Shelagh Stephenson's poignant comedy touches on Alzheimer's and identity, the family and its failings, and of course the unreliability of our childhood reminiscences.
In Nick Caton's assured production, the dead mother returns as an elegant wraith, nicely suggested by Shirley Piggott. The “three pelican children” had all turned out very differently, far removed from the good Catholic daughters who shared the odd girls' night in with their mother and Nat King Cole.

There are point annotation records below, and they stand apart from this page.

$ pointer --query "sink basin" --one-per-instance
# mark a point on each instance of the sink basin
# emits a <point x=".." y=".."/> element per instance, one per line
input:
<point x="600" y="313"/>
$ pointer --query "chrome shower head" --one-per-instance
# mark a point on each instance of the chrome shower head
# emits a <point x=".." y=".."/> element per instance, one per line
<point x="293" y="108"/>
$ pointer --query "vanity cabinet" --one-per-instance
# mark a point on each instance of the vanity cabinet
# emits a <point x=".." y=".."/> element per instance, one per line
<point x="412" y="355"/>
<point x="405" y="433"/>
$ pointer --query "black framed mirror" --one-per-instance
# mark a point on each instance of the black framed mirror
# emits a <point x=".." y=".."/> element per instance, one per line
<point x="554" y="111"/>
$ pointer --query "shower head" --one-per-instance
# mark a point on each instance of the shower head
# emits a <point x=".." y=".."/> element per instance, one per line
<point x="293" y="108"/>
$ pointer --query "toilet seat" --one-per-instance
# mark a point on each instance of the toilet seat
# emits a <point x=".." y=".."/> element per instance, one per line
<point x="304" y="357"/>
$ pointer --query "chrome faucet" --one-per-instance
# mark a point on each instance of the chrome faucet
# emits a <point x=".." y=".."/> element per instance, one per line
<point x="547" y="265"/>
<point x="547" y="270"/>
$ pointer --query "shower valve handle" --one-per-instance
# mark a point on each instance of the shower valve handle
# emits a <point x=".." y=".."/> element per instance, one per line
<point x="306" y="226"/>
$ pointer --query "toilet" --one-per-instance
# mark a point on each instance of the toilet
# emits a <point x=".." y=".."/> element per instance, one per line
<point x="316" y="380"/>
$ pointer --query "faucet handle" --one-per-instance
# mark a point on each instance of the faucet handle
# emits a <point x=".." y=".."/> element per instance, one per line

I struggled to believe in Sharon Goodwin's Mary – a successful and ambitious medic, specializing, ironically, in post-traumatic amnesia. Hazel Reilly was a very watchable nervous mess as the youngest, still a truculent teenager at 33, with a chip on her shoulder and a high metabolism. Jean Speller was reliably amusing as the health food entrepreneur reciting recipes as an aid to sleep, and sending her husband [Boot Banes, looking as if he'd much rather be running a pub outside Ripon] off to far-flung trade fairs. Neil Smith completed the cast as Mary's lover.
There was lots of smoking, not always tobacco, many telling moments as the three sisters fail to bond over the bin bags, and plenty of laughs from the non-sequiturs of the script: allotments, Shreddies, esperanto, Toffees from Torquay.
The design – subsidence crack, cardboard coffin – and the lighting were excellent, and the company pulled off the near-impossible challenge of convincing us that this was a snowy winter's evening by the Yorkshire coast.
Producer for Writtle Cards was Laura Bennett.